Common root of a cubic and a biquadratic equation The value of $a$ given that the cubic equation
$$x^3+2ax+2=0$$
and the biquadratic equation
$$x^4+2ax^2+1=0$$
have a common root.
I know how to use common root condition for two quadratic equations, But I don't know how to solve this...
 A: Assume $r$ is the common root. Then,
$$r^3+2ar+2=0\tag1$$
$$r^4+2ar^2+1=0\tag2$$
Take (1)$\cdot$r-(2) to obtain $r=\frac12$ and then $a=-\frac{17}8$.
A: Hint: If $f(x)=0$ and $g(x)=0$ then also $xf(x)-g(x)=0$.
A: This is a much more direct way to solve it but the hint given in the previous answer is much faster:
Let $x^3+2ax+2 = 0$ have roots $x_1, x_2, x_3$ and $x^4+2ax^2+1 = 0$ have roots $x_1, y_1, y_2, y_3$ ($x_1$ is the common root)
Using Vieta's formulas (https://en.wikipedia.org/wiki/Vieta%27s_formulas) which relate the coefficients of a polynomial to its roots:

*

*i) $x_1+x_2+x_3 = 0$, ii) $x_1+y_1+y_2+y_3 = 0$,


*iii) $x_1x_2x_3 = -2$, iv) $x_1y_1y_2y_3 = 1$


*v) $x_1x_2+x_1x_3+x_2x_3 = 2a$, vi) $x_1y_1+x_1y_2+x_1y_3+y_1y_2+y_1y_3+y_2y_3 = 2a$.

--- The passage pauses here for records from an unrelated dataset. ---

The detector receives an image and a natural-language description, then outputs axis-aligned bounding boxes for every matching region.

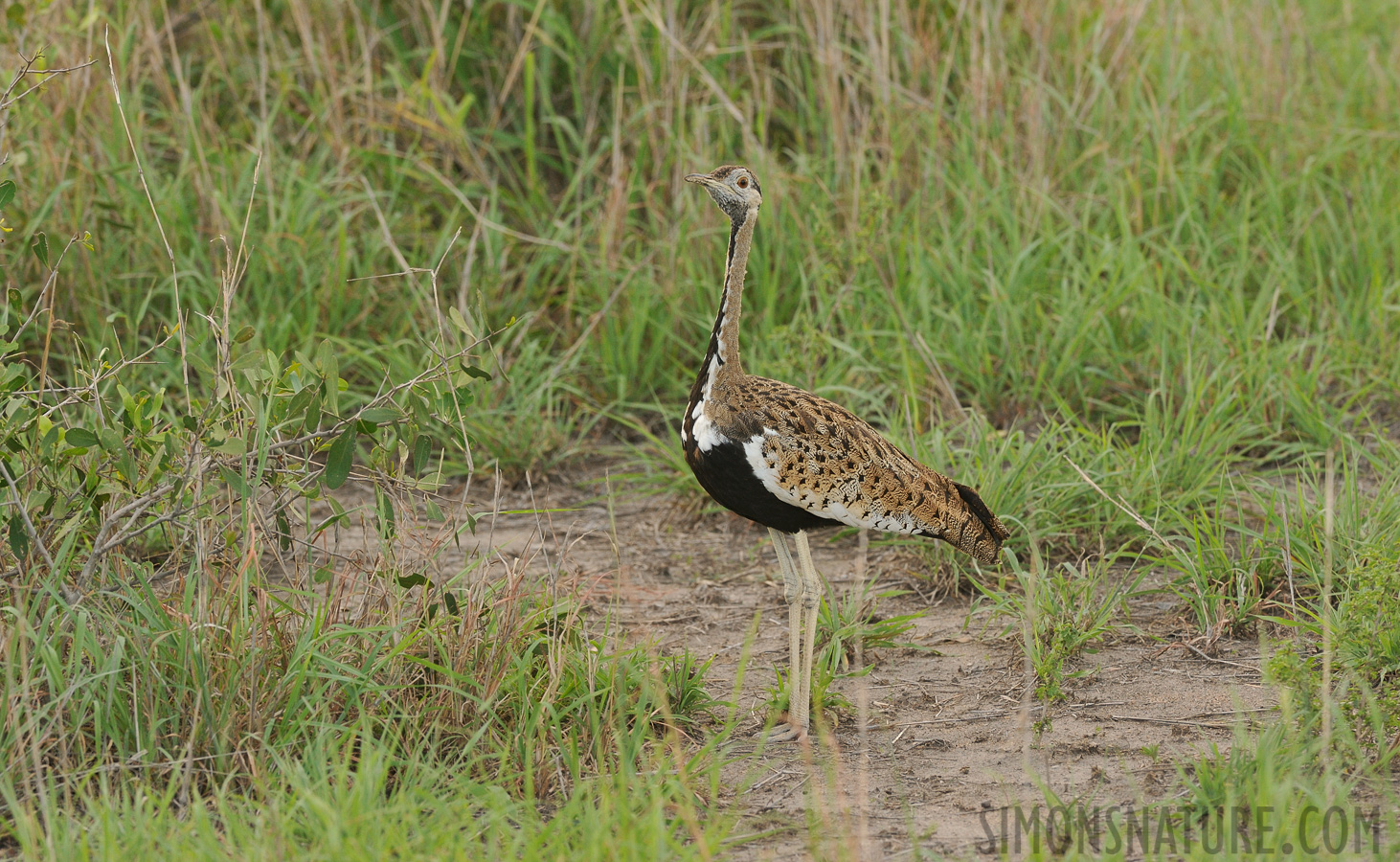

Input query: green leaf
[63,428,97,449]
[413,434,433,476]
[460,359,491,380]
[373,488,395,539]
[10,512,30,562]
[325,422,355,489]
[218,465,248,497]
[273,507,291,553]
[210,437,248,458]
[228,350,261,371]
[446,306,472,336]
[360,407,403,425]
[287,386,316,421]
[97,428,126,455]
[30,231,49,266]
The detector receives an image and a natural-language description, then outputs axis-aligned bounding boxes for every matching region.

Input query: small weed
[973,561,1142,701]
[661,649,728,728]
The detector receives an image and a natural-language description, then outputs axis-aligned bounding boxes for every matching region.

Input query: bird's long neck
[701,207,758,379]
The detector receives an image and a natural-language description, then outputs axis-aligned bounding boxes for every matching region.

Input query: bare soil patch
[309,482,1276,859]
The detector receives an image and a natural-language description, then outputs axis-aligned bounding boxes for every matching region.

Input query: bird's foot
[756,722,806,741]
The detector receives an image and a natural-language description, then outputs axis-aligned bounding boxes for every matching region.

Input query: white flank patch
[743,428,783,487]
[682,352,730,452]
[690,404,730,452]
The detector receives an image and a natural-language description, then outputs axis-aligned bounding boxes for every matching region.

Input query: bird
[681,165,1009,743]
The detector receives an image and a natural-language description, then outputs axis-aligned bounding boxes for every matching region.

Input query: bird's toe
[756,722,806,741]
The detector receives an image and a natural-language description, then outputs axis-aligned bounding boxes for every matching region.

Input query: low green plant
[967,559,1142,701]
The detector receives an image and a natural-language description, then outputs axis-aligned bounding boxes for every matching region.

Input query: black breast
[685,441,837,533]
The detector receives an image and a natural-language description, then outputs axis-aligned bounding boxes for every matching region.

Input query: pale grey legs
[769,528,822,741]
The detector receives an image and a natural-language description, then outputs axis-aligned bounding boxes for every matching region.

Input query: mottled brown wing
[739,377,1009,562]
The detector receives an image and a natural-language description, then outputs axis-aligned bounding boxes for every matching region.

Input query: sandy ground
[298,477,1276,859]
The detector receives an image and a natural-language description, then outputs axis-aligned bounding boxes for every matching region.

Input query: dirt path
[312,483,1276,859]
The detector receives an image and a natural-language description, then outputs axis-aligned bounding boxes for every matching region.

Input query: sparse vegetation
[0,0,1400,859]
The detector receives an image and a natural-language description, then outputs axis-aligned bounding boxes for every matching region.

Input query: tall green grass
[0,0,1400,858]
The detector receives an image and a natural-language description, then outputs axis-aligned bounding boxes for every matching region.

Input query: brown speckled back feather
[715,376,1009,562]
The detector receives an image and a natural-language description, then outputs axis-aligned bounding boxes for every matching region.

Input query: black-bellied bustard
[681,165,1008,741]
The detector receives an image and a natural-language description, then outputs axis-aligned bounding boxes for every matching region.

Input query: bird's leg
[769,528,806,741]
[797,532,822,731]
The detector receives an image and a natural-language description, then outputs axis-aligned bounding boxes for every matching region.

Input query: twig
[1109,715,1233,731]
[102,27,193,397]
[0,459,57,573]
[1172,643,1263,673]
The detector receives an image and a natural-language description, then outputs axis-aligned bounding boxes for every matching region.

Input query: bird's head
[686,165,763,221]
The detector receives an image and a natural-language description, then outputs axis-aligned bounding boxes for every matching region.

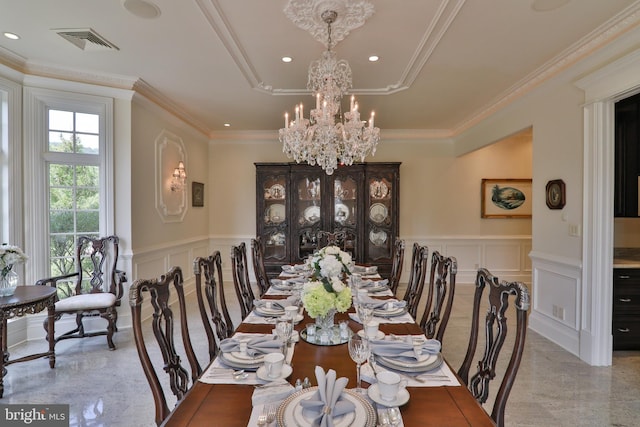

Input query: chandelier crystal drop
[279,10,380,175]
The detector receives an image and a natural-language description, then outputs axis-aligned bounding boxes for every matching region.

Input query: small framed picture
[480,179,533,218]
[191,182,204,207]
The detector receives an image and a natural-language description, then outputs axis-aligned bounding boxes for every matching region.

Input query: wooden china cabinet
[255,162,400,277]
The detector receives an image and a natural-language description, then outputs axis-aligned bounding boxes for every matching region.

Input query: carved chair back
[458,268,530,427]
[193,251,233,360]
[389,239,404,295]
[129,267,202,425]
[403,243,429,319]
[231,242,255,319]
[420,251,458,344]
[251,236,271,298]
[36,236,127,350]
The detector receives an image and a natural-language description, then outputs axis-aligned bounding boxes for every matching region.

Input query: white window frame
[0,77,24,252]
[23,87,114,283]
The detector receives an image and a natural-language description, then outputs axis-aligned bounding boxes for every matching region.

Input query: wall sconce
[171,161,187,191]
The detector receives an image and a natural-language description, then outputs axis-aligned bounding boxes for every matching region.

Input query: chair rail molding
[155,130,188,223]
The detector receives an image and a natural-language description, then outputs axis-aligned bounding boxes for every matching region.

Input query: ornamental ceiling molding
[284,0,375,48]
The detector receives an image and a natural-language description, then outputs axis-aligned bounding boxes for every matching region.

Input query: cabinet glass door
[330,174,361,261]
[260,175,289,263]
[366,177,395,260]
[293,174,323,262]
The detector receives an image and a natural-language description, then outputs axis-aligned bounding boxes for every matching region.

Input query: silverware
[258,405,269,426]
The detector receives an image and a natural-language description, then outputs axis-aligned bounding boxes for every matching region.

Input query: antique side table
[0,286,56,398]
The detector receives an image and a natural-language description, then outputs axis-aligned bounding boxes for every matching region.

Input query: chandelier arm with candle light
[279,10,380,175]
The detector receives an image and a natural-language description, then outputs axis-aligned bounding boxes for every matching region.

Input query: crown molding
[452,2,640,135]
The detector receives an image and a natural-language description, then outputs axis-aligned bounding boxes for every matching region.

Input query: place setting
[200,332,293,384]
[276,366,377,427]
[363,335,459,387]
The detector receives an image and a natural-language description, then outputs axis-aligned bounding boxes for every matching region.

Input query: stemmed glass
[276,317,293,358]
[349,334,370,393]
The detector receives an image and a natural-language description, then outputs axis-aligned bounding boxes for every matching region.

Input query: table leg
[47,300,56,369]
[0,312,9,398]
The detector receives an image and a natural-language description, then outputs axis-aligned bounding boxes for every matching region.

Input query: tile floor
[0,285,640,427]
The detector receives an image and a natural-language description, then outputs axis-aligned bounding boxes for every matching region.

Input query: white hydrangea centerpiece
[302,246,352,318]
[0,243,28,279]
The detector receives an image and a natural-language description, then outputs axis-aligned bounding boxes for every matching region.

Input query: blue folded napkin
[369,335,442,362]
[253,295,298,310]
[220,335,282,357]
[300,366,356,427]
[360,279,389,289]
[358,295,407,310]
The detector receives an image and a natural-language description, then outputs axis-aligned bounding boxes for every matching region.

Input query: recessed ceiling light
[531,0,571,12]
[122,0,160,19]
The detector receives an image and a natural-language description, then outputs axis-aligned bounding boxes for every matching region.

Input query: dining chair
[389,239,404,295]
[129,267,202,425]
[36,236,127,350]
[420,251,458,344]
[458,268,530,427]
[251,236,271,298]
[231,242,255,319]
[193,251,233,360]
[402,243,429,319]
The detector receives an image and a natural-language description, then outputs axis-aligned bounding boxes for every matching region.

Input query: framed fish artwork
[480,178,533,218]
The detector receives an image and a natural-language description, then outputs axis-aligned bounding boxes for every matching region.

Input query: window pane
[49,165,73,187]
[76,188,100,211]
[76,211,100,233]
[76,113,100,134]
[76,134,100,154]
[49,110,73,131]
[49,211,75,233]
[49,131,74,153]
[76,166,100,189]
[49,188,73,210]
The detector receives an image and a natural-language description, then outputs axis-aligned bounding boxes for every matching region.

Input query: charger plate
[276,387,377,427]
[376,353,444,372]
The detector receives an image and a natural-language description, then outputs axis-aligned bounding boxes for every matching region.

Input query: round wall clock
[546,179,565,209]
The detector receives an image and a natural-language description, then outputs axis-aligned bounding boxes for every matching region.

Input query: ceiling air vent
[53,28,120,51]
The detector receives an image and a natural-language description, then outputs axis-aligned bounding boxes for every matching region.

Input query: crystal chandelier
[279,10,380,175]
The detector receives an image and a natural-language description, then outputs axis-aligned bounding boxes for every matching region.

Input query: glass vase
[316,309,336,337]
[0,270,18,297]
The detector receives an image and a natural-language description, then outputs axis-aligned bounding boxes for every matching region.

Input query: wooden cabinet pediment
[255,163,400,277]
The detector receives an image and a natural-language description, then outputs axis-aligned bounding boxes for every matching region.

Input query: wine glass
[276,317,293,357]
[349,334,370,393]
[356,304,373,327]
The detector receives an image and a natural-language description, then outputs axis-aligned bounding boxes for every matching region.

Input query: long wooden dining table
[163,297,495,427]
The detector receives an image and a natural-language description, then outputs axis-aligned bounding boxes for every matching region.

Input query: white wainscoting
[9,236,528,345]
[529,252,582,356]
[8,237,210,348]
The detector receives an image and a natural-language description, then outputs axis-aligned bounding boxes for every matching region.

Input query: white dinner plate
[256,363,293,381]
[265,203,286,224]
[335,203,349,222]
[227,351,264,364]
[358,329,384,340]
[269,184,285,200]
[218,352,264,369]
[373,307,407,317]
[367,384,409,406]
[376,353,443,372]
[302,206,320,224]
[369,203,389,224]
[276,387,377,427]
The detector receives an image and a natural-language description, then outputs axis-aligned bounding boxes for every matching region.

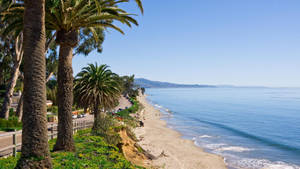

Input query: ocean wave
[199,135,212,138]
[215,146,253,152]
[226,158,300,169]
[201,143,227,150]
[193,118,300,154]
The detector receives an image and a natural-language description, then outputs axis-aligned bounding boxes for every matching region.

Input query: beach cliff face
[135,96,227,169]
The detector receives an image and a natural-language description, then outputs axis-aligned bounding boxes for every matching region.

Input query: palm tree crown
[74,64,121,111]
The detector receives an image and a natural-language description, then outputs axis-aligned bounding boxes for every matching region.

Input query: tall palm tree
[2,0,143,151]
[46,0,143,151]
[74,64,121,131]
[16,0,52,169]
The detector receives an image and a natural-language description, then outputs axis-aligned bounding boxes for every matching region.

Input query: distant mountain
[134,78,217,88]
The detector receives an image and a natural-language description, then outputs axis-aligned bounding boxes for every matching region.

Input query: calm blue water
[146,88,300,169]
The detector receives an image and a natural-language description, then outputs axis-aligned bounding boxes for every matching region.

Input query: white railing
[0,120,93,158]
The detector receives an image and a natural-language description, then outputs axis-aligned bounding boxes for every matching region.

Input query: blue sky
[73,0,300,87]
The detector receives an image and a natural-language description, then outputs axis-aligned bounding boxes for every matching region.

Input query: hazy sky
[73,0,300,87]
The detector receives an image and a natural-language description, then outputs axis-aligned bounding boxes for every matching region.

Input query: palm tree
[16,0,52,169]
[46,0,143,151]
[74,64,121,131]
[2,0,143,151]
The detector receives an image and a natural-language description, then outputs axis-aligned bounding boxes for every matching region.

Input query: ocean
[146,87,300,169]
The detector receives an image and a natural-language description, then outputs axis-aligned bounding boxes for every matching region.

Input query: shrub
[0,116,22,131]
[0,130,142,169]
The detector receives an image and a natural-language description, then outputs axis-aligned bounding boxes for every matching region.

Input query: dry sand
[135,96,226,169]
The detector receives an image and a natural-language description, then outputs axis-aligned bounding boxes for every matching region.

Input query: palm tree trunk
[53,43,75,151]
[16,93,24,121]
[0,61,21,119]
[16,0,52,169]
[92,104,101,133]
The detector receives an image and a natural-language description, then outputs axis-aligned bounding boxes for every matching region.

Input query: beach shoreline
[134,95,227,169]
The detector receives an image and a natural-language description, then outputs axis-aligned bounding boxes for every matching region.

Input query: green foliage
[47,86,57,106]
[0,153,20,169]
[0,130,142,169]
[74,63,121,110]
[47,106,58,115]
[9,108,16,117]
[0,116,22,131]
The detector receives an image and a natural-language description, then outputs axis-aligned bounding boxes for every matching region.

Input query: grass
[0,130,142,169]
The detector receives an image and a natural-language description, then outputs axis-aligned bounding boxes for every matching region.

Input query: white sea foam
[204,143,227,150]
[199,135,212,138]
[226,156,300,169]
[215,146,252,152]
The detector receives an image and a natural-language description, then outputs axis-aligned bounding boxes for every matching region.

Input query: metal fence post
[13,129,17,157]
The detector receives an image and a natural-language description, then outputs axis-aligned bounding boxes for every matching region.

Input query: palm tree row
[2,0,143,168]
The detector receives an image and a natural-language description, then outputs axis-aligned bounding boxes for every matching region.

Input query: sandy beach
[135,96,226,169]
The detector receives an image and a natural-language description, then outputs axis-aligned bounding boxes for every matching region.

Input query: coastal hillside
[134,78,216,88]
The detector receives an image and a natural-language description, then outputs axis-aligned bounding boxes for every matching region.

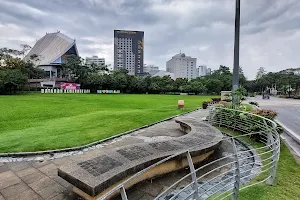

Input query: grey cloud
[0,0,300,78]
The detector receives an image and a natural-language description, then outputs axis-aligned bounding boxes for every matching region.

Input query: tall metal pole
[232,0,241,105]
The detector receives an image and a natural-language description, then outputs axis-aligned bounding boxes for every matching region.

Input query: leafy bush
[251,109,277,120]
[211,98,221,102]
[249,101,258,106]
[224,99,232,102]
[293,96,300,99]
[218,101,232,108]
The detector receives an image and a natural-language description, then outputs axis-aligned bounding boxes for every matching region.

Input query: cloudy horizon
[0,0,300,79]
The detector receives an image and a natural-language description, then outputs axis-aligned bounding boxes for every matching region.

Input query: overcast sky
[0,0,300,79]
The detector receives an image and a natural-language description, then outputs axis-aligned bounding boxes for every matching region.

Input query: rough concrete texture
[58,114,223,196]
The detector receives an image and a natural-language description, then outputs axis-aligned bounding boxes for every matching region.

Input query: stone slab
[58,118,223,196]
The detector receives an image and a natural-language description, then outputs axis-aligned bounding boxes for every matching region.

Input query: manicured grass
[0,94,216,153]
[218,129,300,200]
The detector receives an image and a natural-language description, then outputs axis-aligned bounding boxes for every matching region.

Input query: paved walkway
[247,96,300,159]
[0,110,208,200]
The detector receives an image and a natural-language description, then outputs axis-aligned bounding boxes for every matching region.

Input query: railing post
[230,138,241,200]
[208,106,213,125]
[120,185,128,200]
[263,119,273,150]
[186,151,201,200]
[267,123,280,185]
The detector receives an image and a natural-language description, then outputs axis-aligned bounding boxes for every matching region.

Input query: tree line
[0,45,300,95]
[62,56,246,94]
[244,67,300,96]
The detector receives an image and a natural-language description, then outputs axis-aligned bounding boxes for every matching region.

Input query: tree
[256,67,267,80]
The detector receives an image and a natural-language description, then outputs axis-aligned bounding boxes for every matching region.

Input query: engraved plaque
[117,146,153,161]
[78,155,123,176]
[149,141,182,151]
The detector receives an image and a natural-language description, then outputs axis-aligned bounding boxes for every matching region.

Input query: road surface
[248,96,300,159]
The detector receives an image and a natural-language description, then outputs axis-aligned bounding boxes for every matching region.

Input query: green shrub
[251,109,277,120]
[249,101,258,106]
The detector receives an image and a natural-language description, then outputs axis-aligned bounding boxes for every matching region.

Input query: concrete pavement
[248,96,300,161]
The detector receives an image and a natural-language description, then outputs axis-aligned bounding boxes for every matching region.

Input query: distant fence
[41,89,91,94]
[98,106,280,200]
[97,90,121,94]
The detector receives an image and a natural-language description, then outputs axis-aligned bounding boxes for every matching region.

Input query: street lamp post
[232,0,241,105]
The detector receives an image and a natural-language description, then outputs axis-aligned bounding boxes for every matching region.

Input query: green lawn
[0,94,216,153]
[221,128,300,200]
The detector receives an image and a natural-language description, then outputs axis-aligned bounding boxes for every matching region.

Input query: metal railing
[99,106,280,200]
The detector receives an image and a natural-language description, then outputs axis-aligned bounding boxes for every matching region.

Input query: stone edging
[0,108,201,158]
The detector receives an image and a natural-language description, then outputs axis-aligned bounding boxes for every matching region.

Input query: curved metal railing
[99,106,280,200]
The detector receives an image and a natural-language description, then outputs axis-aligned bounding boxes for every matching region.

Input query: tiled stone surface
[0,111,213,200]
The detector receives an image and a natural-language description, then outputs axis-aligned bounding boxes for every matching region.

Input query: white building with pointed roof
[24,31,78,87]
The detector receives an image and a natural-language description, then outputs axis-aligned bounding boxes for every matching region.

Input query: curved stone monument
[58,118,223,199]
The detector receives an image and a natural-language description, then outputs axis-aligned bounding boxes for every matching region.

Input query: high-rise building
[199,65,207,77]
[114,30,144,75]
[144,64,159,72]
[197,65,211,77]
[166,53,199,80]
[206,68,211,75]
[85,56,105,65]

*vii) $ x_1y_1y_2+x_1y_1y_3 + x_1y_2y_3+y_1y_2y_3 = 0$
From multiplying vii) by $x_1$ and iv) we have:

*

*viii) $x_1^2(y_1y_2+y_1y_3+y_2y_3)+1 = 0$.

From viii) we have:

*

*ix) $y_1y_2+y_1y_3+y_2y_3 = -1/x_1^2$.

From plugging in ix) into vi) we have:

*

*x) $2a = x_1(y_1+y_2+y_3)-1/x_1^2$.

Solving for $y_1+y_2+y_3$ using ii) and plugging into x) yields:
$2a = -x_1^2-1/x_1^2 = x_1(x_2+x_3)+x_2x_3 = -x_1^2+x_2x_3$ after using the fact that $x_1+x_2+x_3 = 0$.
so $2a = -x_1^2-1/x_1^2 = -x_1^2+x_2x_3$ and $x_2x_3 = -1/x_1^2$
Which means $x_1x_2x_3 = -1/x_1$
From iii) we have: $x_1x_2x_3 = -1/x_1 = -2$ so $x_1 = 1/2$.
Thus, $2a = -x_1^2-1/x_1^2 = -(1/2)^2-2^2 = -\frac{17}{4}$ and $a = \boxed{-\frac{17}{8}}$
A: Hint:
The $\gcd$ of the two polynomials will also have that common root.